I am thinking for the strings that start with a 1, we would have $8 - 1 = 7$ bits to choose, so $2^7$ possible bit strings of length $8$ that starts with a $1$?
Can I go about the second condition the same way and just add the total's together? That is, if my logic is even correct in the first place?
On
The strategy you seem to be proposing is to note that there are $2^7$ bit strings starting with $1$ and $2^6$ ending with $01$, since one may make $7$ choices in the first case and $6$ choices in the second. If we add these up to get $2^6+2^7$, this doesn't quite work to count the number of strings satisfying either condition. In particular, consider a string like $$10000001$$ it both starts with $1$ and ends with $01$, so the above method would have counted it twice. In particular, the remedy for this is to subtract out the number of strings that satisfy both conditions from the sum $2^6+2^7$ to compensate for counting those strings twice.
This is the inclusion-exclusion principle.
On
Here is another way to arrive at the answer, without doing the whole "double count and then correct for it" dance:
Of all possible octets (8-bit strings), half of them will begin with $1$. Of the other half (i.e. those that begin with $0$), a quarter will end with $01$. Since there are $2^8$ possible octets, we have: $$ 2^8 \times \frac{1}{2} + 2^8 \times \frac{1}{2} \times \frac{1}{4} \\ 2^7 + 2^5 $$ While this may not look identical to the other answers, note that: $$ 2^5 = 2^6 - 2^5 $$ because $$ 2^6 - 2^5 = 2 \times 2^5 - 2^5 = 2^5 + 2^5 - 2^5 = 2^5 $$
On
Although the other answers show you how to work your logic into a correct application of the inclusion-exclusion principle, one could take a slightly different approach and sum sizes of nonintersecting sets of events.
Case 1:
First binary digit is 1. Given this condition, all possible strings with attribute fulfill the required 'Or' condition. So there are $2^7$ strings in this set.
Case 2:
The first binary digit is 0. Given this condition, only strings that end in $01$ fulfill the required condition.

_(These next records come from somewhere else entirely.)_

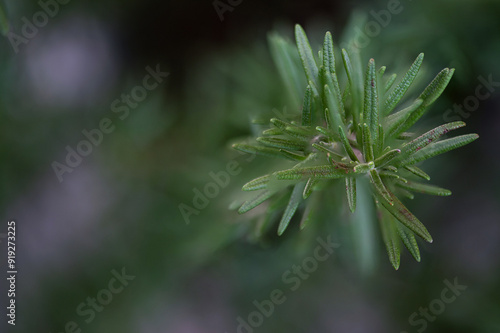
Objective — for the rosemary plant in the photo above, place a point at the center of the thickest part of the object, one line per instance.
(352, 131)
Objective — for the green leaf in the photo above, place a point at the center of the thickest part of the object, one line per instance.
(424, 188)
(387, 158)
(367, 143)
(258, 150)
(427, 138)
(370, 113)
(295, 200)
(309, 188)
(318, 172)
(257, 184)
(251, 204)
(390, 82)
(347, 145)
(409, 241)
(281, 143)
(440, 148)
(350, 186)
(306, 55)
(397, 94)
(379, 186)
(395, 120)
(293, 156)
(307, 108)
(328, 54)
(417, 171)
(390, 237)
(429, 96)
(399, 211)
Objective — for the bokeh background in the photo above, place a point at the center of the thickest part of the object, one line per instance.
(119, 208)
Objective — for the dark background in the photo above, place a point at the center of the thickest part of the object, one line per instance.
(119, 210)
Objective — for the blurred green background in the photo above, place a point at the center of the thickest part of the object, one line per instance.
(118, 209)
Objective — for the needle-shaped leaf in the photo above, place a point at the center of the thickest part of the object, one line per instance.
(409, 241)
(367, 143)
(418, 172)
(399, 211)
(311, 182)
(306, 55)
(440, 148)
(390, 237)
(429, 96)
(318, 172)
(387, 158)
(350, 186)
(390, 82)
(258, 150)
(424, 188)
(281, 143)
(307, 108)
(395, 120)
(379, 186)
(400, 90)
(347, 145)
(427, 138)
(252, 203)
(293, 204)
(257, 184)
(370, 111)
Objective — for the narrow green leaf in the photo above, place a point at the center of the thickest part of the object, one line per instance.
(281, 143)
(318, 172)
(427, 138)
(380, 187)
(424, 188)
(390, 237)
(370, 111)
(251, 204)
(429, 96)
(259, 183)
(306, 55)
(387, 158)
(367, 143)
(409, 241)
(440, 148)
(311, 182)
(418, 172)
(293, 156)
(258, 150)
(399, 211)
(390, 82)
(307, 108)
(350, 186)
(295, 200)
(328, 54)
(347, 145)
(397, 94)
(395, 120)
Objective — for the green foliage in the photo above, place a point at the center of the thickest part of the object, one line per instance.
(351, 131)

This leaves only 5 binary digits to freely choose: we count all of the form $0xxxxx01$. So there are $2^5$ strings in this set.
Summing the number of combinations for the two mutually exclusive, but exhaustive conditions yields $2^7 + 2^5$ combinations.
We interpret starts with $1$ or ends in $01$ as meaning that bit strings that satisfy both conditions qualify.
By your correct analysis, there are $2^7$ bit strings that start with $1$.
Similarly, there are $2^6$ bit strings that end with $01$.
The sum $2^7+2^6$ double-counts the bit strings that start with $1$ and end with $01$.
There are $2^5$ of these, so there are $2^7+2^6-2^5$ bit strings that start with $1$ or end with $01$.